Un día dejé la danza; después de cinco años, caí en cuenta de que mi futuro no estaba ahí, sino en el periodismo, que también estudiaba.
Como admiradora de la danza contemporánea, volví a los teatros para mirar bailar a Raúl, y disfrutar sus fascinantes y coloridas coreografías. Lo recuerdo, embelesada, haciendo dueto con la bailarina Graciela Henríquez, autora de la coreografía Gimnopedias, inspirada en la obra de Erik Satie; la suavidad felina y sensualidad del movimiento de ambos era electrizante. Raúl siguió bailando un buen tiempo, a la par que dirigía su Ballet Independiente. Tendría más de 54 de edad y continuaba interpretando el papel de San Miguel Arcángel en su obra máxima: La Espera. Así, rubio, pelirrojo casi, ojos azules, alto y delgado, Raúl era la misma aparición de un ángel, cualquiera que se llamara.

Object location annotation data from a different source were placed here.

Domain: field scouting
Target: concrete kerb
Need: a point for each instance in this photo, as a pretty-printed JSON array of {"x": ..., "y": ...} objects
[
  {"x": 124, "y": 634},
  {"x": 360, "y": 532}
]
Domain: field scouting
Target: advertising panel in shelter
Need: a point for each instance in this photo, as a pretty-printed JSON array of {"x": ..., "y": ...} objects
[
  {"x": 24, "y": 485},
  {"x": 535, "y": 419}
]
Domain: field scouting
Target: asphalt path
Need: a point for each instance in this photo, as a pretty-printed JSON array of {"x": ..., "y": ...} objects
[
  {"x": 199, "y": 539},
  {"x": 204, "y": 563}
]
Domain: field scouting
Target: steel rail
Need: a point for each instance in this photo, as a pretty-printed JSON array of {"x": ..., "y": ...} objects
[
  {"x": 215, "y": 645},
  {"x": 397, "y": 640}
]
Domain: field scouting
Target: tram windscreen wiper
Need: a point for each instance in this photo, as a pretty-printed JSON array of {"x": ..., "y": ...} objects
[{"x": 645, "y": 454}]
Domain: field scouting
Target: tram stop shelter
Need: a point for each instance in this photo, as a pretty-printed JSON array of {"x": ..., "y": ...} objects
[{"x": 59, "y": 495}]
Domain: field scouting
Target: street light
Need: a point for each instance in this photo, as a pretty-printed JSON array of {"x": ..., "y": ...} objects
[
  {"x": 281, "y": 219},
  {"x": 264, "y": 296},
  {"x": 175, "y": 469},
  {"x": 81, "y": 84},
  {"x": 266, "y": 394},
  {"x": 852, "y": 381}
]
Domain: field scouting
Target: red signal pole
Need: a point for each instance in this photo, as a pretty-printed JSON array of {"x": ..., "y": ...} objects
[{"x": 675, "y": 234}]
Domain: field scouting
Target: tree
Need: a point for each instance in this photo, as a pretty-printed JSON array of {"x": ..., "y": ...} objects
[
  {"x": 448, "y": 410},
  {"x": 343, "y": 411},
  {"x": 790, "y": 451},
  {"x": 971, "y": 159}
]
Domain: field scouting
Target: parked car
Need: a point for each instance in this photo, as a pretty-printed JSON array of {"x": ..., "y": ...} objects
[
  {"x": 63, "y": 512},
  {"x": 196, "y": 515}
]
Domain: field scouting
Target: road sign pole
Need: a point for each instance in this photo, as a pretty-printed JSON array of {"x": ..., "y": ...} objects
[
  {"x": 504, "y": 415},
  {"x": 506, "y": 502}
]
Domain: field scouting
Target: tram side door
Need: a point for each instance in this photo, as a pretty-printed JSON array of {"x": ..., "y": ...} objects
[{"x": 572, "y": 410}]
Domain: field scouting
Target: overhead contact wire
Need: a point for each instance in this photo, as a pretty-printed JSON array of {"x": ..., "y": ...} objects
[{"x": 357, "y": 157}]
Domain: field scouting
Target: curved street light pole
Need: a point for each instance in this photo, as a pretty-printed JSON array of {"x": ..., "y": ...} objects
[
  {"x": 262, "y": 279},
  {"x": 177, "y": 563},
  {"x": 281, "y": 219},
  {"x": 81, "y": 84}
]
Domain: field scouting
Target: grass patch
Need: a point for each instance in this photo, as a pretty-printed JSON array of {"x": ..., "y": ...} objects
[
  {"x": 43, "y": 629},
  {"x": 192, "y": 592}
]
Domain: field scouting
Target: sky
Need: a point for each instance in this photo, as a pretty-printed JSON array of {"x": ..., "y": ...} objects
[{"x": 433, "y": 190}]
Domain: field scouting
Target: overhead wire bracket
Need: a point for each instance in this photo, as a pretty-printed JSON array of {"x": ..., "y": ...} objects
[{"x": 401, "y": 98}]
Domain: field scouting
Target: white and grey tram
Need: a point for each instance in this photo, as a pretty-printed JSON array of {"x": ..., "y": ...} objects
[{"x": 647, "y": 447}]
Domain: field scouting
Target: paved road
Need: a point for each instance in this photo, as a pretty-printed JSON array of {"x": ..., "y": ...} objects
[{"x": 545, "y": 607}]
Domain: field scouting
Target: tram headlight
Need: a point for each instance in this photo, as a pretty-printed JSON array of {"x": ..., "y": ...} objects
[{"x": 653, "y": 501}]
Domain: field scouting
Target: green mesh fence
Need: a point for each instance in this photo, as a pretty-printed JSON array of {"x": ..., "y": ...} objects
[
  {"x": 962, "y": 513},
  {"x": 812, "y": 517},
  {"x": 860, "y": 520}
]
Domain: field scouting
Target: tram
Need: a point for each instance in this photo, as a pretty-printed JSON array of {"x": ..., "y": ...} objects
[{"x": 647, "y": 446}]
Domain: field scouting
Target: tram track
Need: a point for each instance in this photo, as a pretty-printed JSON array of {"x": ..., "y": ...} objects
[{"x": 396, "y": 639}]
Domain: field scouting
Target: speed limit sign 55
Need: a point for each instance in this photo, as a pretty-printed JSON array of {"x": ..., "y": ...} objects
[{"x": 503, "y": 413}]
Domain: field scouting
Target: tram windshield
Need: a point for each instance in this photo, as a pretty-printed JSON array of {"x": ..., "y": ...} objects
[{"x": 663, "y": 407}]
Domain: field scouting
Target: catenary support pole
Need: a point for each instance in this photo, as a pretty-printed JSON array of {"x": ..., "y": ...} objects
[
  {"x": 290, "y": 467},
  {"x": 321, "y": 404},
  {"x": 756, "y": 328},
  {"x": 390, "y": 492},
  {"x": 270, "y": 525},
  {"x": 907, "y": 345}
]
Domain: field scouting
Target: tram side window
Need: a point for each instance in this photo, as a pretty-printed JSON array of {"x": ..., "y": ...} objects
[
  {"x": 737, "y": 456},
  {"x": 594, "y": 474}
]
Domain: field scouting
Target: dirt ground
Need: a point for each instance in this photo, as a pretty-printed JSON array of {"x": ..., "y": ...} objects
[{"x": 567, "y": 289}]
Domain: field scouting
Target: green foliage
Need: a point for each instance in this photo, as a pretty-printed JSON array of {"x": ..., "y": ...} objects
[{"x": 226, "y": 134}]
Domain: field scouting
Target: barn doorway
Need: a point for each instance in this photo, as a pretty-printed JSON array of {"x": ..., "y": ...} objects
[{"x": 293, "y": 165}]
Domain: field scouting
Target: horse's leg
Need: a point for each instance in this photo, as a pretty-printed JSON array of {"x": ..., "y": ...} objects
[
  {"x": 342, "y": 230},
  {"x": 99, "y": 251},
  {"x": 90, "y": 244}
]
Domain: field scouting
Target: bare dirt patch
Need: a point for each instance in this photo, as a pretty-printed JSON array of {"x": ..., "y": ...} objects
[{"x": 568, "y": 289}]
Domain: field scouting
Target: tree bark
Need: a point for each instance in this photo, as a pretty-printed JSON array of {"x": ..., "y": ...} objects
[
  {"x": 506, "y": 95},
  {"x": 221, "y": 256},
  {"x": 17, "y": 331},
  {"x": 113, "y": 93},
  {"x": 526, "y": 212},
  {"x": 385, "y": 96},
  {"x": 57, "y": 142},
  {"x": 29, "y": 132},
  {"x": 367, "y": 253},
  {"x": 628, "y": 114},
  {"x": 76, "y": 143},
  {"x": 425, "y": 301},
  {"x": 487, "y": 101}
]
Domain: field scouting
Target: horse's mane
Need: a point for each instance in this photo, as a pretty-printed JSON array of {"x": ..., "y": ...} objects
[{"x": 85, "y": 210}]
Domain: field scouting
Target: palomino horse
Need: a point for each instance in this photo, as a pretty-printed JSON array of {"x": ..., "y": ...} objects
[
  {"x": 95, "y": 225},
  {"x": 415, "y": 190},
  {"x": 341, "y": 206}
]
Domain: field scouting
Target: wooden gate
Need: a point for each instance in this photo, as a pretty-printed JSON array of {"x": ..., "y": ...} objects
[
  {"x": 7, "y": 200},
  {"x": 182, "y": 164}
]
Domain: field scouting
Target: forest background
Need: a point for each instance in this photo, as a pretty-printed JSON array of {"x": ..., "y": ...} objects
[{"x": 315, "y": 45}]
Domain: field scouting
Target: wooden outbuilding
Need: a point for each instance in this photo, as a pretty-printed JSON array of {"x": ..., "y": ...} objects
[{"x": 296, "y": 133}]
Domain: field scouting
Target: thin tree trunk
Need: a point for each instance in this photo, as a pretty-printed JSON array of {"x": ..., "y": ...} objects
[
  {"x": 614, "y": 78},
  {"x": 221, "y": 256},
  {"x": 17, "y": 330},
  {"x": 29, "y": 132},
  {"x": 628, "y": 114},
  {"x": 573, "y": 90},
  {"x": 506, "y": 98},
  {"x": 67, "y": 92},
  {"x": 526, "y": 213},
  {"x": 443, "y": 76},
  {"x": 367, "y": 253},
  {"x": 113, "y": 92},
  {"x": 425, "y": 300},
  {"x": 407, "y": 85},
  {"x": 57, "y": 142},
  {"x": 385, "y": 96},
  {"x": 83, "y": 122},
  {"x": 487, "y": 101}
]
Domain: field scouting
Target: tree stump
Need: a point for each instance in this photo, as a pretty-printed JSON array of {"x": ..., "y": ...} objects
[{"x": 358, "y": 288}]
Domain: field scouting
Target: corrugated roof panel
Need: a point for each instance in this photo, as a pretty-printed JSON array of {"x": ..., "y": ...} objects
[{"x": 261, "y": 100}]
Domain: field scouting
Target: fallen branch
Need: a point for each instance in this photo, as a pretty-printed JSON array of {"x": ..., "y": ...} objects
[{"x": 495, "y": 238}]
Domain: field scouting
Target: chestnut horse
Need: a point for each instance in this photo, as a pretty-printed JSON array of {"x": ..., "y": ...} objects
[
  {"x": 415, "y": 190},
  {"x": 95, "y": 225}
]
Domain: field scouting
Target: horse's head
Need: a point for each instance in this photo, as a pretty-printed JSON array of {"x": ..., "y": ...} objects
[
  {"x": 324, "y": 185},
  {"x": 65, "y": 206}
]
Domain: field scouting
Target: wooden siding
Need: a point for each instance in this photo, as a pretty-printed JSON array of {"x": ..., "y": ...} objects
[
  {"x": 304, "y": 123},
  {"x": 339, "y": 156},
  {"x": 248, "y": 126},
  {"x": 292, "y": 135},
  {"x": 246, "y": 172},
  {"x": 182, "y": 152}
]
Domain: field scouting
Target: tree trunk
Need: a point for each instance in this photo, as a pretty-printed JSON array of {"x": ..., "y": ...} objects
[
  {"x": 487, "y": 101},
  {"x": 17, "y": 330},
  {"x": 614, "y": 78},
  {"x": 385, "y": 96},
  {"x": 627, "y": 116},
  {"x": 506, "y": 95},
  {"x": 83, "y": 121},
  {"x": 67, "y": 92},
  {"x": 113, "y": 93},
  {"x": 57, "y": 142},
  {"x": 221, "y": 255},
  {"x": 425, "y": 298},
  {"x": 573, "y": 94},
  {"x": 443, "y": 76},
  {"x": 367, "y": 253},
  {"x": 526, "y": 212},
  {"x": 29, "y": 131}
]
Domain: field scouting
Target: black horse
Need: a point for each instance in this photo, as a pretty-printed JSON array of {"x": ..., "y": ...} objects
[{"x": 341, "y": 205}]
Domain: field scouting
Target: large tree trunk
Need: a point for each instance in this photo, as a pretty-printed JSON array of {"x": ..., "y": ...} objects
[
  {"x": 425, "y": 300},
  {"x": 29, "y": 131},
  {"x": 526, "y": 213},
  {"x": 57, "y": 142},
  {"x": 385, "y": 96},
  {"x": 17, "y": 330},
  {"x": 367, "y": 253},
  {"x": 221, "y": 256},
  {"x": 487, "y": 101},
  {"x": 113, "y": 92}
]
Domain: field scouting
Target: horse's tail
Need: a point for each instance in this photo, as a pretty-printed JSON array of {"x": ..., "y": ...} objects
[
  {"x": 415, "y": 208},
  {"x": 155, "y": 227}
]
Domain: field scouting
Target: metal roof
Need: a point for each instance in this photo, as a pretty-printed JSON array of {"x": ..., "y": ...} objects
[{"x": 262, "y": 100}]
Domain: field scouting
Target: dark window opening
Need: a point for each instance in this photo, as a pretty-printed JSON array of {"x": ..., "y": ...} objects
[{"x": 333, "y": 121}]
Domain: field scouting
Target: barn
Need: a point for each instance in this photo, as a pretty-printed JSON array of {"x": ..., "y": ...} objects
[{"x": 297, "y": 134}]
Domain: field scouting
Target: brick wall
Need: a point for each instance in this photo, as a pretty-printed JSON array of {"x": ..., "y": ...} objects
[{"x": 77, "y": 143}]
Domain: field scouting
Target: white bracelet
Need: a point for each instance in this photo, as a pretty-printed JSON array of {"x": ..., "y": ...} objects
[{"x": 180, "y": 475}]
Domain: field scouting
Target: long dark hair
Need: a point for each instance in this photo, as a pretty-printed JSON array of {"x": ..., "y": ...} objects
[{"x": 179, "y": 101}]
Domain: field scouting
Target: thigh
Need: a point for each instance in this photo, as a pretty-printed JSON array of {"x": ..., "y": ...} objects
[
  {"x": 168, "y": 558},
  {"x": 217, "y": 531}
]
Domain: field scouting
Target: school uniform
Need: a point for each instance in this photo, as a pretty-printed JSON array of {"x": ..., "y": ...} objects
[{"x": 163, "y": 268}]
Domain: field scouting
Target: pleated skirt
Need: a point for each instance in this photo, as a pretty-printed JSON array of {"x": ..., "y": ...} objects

El periodismo y mi pasión por la danza, me llevaron de nuevo hacia Flores Canelo, pero ahora para trabajar promocionando su tarea. Desde 1979 la compañia comenzó a pelear su legítimo nombre: Ballet Independiente, que le disputaba desde esa fecha el francés Michel Descombey quien, luego de ser invitado por Flores Canelo a México, le hizo un vulgar jaque mate, robándole a Raúl bailarines, oficinas, coreografías y el nombre mismo de la agrupación.Algo que comenzó como amistad y colaboración -gracias a la buena fe de Raúl- terminó en los tribunales y destruyó una familia. Así, Michel, el coreógrafo, le puso el cascabel al gato y abrió la puerta para un doloroso, desgastante pleito legal, entre Flores Canelo y él.
Prácticamente, en 1980 la compañía de Raúl debió empezar de cero, no sólo porque Descombey le había arrebatado sus mejores bailarines, también porque no podía usar más el legítimo nombre que acuñó, a golpe de pies descalzos, desde 1966, fecha de la fundación del Ballet Independiente.
Esa tragedia dancística que leí en los periódicos me indignó. Y, por eso, un día llegué al piso cuatro de la Calle Vizcaínas, junto a una pollería y frente a una cantina, la nueva sede del ya no Ballet Independiente. Me recibió un Raúl, de rostro desencajado; sus tristes ojos decían más que todo un discurso. Le propuse apoyarlo en su lucha por rescatar el nombre de la compañía. Lo primero, hacer de esto un escándalo periodístico, no llevarlo a hombros y en silencio, como madre dolorosa ante un hecho sin remedio.
Raúl, emitió unas cuantas palabras, y supe que estaba de acuerdo conmigo. Me dejó hacer una campaña mediática que fue creciendo con el tiempo y captando adeptos. Mientras yo daba a conocer la injusticia que el Coordinador Nacional de Danza –Váquez Araujo, un ingeniero en minas- cometía, aprovechándose de la aparente debilidad de Flores Canelo, y eclipsado por el verbo francés de Descombey, me convertí en aliada de Raúl y de su esposa Magnolia, hermana -ni más ni menos- que de Gladiola Orozco, la otrora co-directora del Ballet Independiente quien, eclipsada por el savoir faire de Michel, se volvió contra Raúl, y lo traicionó.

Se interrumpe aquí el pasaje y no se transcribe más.